In a court filing Monday evening, prosecutors cited the company’s “eager and aggressive” efforts to use the judicial system “to gather information about how the United States detects and prevents foreign election interference.”
“[T]he government must weigh the benefits of securing a guilty verdict against the costs of presenting the case at trial, including the potential harms of exposing information and sensitive techniques of great importance to law enforcement, the intelligence community, or both,” the DOJ’s request for dismissal said.
The judge granted the dismissal Monday night. Soon after, the company told Reuters it was planning a $50 billion lawsuit against the U.S. for unlawful prosecutions and the sanctions that have been imposed on it.
When special counsel Robert Mueller unveiled the February 2018 grand jury indictment against Russian individuals and companies accused of using social media to tamper in the 2016 election, no one ever thought the case would go to trial.
But how that prediction finally came true Monday was not in the way that any legal observers foresaw. Concord Management — a company run by a Kremlin-aligned oligarch that Mueller charged with conspiracy to defraud the U.S. — made the unexpected move of hiring American lawyers who showed up in court to fight the charges.
From the get-go, their defense was confrontational, as prosecutors were drawn intro several spats over discovery, Mueller’s authority and the validity of the case.
Prosecutors said Monday that they had been “skeptical” of Concord’s initial appearance in court, that the company’s presence in the case continued to be “ephemeral,” and that, if convicted, the company faced “no exposure to meaningful punishment.”
The final straw for prosecutors was when the company in recent weeks appeared to blow off a court-approved trial subpoena, by allegedly withholding relevant documents the government says it knows Concord possessed.
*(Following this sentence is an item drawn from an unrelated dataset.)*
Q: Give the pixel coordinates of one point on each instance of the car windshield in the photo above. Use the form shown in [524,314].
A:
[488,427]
“In short, Concord has demonstrated its intent to reap the benefits of the Court’s jurisdiction while positioning itself to evade any real obligations or responsibility,” prosecutors said Monday.
In a statement to reporters, Concord’s lawyer Eric Dubelier, of the U.S. firm Reed Smith, pushed back on the prosecutors’ Monday assertions.
“The government can spin this result however they want but it will not change the fact that we won and they lost,” Dubelier said. “And taking cheap shots at Concord and its owner on their way out of the case is abusive and improper. We were ready to try and win the case. It is now apparent that they were not.”
Concord Management is run by Yevgeniy Prigozhin, a Russian restauranteur who has been nicknamed “Putin’s chef” due to his links to the Russian president. Prigozhin was also an individual defendant in the February 2018 indictment, but had not himself submitted to the court’s jurisdiction. His involvement behind the scenes of Concord’s aggressive tactics became increasingly clear, culminating in a declaration defending the firm’s handling of the trial subpoenas.
Prosecutors said Monday that Prigozhin’s declaration contained “false and misleading statements” and that it was “evidently calculated to conceal facts that are relevant to this case and that a typical defendant would be required to reveal or else face sanctions. ”
Prosecutors had previously raised concerns about sharing discovery with the company, for fear that handing the materials over to Prigozhin would expose sensitive U.S. law enforcement techniques to the Russian government.
On Monday, the Justice Department said that that the proceedings had incurred the “costs of disclosing sensitive non-public information in discovery that has gone to Russia.”
Going to trial, the Justice Department concluded, “would expose additional details about law enforcement’s tools and techniques for investigating malign foreign influence, among other crimes, potentially undermining their effectiveness.”
While the Justice Department also sought dismissal of the case against another Prigozhin company, Concord Catering, it noted Monday that it had not dropped the case against the individual defendants, which include Prigozhin.
“The United States will continue its efforts to apprehend the individual defendants and bring them before this Court to face the pending charges,” the filing said.